Kinetics and Mechanisms of Sulfate Adsorption/Desorption on Goethite Using Pressure‐Jump Relaxation

Abstract

Sulfate adsorption/desorption on goethite (FeOOH) in aqueous suspension was investigated thermodynamically and kinetically. The SO₄‐adsorption isotherm indicated that adsorption decreased with increased pH of the goethite suspension. The triple‐layer model fit the experimental data well when adsorbed SO₄ was assumed to be located at the β plane and held via outer‐sphere complexation. Pressure‐jump relaxation was used to determine the kinetics of SO₄ adsorption/desorption on goethite. A single relaxation was observed due to adsorption/desorption processes. Based on the equilibrium and kinetic studies, we hypothesized and tested two reaction mechanisms for SO₄ retention. The first postulated mechanism (Reaction 1) assumed that SO₄ was adsorbed on a positively charged surface site through electrostatic attraction. This mechanism was rejected because of the poor conformity between the intrinsic equilibrium constant (K^int_eq) determined from the static studies and that found from the ratio of forward (k^int₁) and backward (k^int_‐1) rate constants, i.e., K^int₁ = k^int₁/k^int_‐1. It was found that the adsorption of SO₄ on goethite occurred simultaneously with the protonation of a neutral surface site, as assumed in the second hypothesized mechanism (Reaction 2).
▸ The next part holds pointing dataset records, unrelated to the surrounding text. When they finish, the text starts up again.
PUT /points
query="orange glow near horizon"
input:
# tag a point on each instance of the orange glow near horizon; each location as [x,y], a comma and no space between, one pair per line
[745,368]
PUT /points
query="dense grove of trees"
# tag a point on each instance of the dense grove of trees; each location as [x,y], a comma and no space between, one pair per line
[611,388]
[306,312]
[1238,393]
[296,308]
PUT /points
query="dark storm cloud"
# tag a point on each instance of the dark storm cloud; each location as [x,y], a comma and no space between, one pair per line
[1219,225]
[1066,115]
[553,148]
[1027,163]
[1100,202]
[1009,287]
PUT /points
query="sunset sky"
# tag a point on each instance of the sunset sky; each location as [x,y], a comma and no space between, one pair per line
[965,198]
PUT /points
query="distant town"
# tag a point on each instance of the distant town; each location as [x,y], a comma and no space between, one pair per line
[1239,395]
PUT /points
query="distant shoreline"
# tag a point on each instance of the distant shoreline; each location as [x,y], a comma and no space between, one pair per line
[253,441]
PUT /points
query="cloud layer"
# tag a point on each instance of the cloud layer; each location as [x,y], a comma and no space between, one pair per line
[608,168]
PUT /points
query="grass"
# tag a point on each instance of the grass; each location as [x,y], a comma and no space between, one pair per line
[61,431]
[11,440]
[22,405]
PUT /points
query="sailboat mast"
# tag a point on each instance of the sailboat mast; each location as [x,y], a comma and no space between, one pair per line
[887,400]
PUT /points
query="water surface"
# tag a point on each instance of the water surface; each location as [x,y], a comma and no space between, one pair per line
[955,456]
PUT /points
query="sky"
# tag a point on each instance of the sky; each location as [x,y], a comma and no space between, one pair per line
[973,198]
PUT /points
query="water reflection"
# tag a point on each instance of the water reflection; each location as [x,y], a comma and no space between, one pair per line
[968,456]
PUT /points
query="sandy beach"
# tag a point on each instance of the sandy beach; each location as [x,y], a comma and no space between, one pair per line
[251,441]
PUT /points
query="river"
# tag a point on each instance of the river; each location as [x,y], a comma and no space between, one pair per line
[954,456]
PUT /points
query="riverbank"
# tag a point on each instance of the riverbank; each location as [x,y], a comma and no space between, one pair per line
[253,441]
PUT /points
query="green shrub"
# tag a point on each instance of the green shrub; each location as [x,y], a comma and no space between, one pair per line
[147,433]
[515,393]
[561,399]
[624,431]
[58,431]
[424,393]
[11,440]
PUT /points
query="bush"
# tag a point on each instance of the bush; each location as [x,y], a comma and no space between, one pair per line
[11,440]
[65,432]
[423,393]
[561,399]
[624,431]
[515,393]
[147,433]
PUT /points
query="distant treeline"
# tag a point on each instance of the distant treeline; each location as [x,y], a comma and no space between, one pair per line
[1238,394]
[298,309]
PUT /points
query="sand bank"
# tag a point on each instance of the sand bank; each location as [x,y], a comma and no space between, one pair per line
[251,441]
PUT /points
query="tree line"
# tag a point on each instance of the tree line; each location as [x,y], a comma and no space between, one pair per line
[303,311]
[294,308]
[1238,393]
Based on this mechanism, a linear relationship between the reciprocal relaxation time (τ⁻¹) and various concentration terms was observed. From this relationship, k^int₂ and k^int_‐2 were calculated and were 2.02 × 10⁸ mol⁻² L²s⁻¹ and 0.144 s⁻¹, respectively. The intrinsic equilibrium constant from kinetic measurements (K^int₂) was 10^9.14 mol⁻²L², which was similar to the intrinsic equilibrium constant from the equilibrium studies, 10^9.60.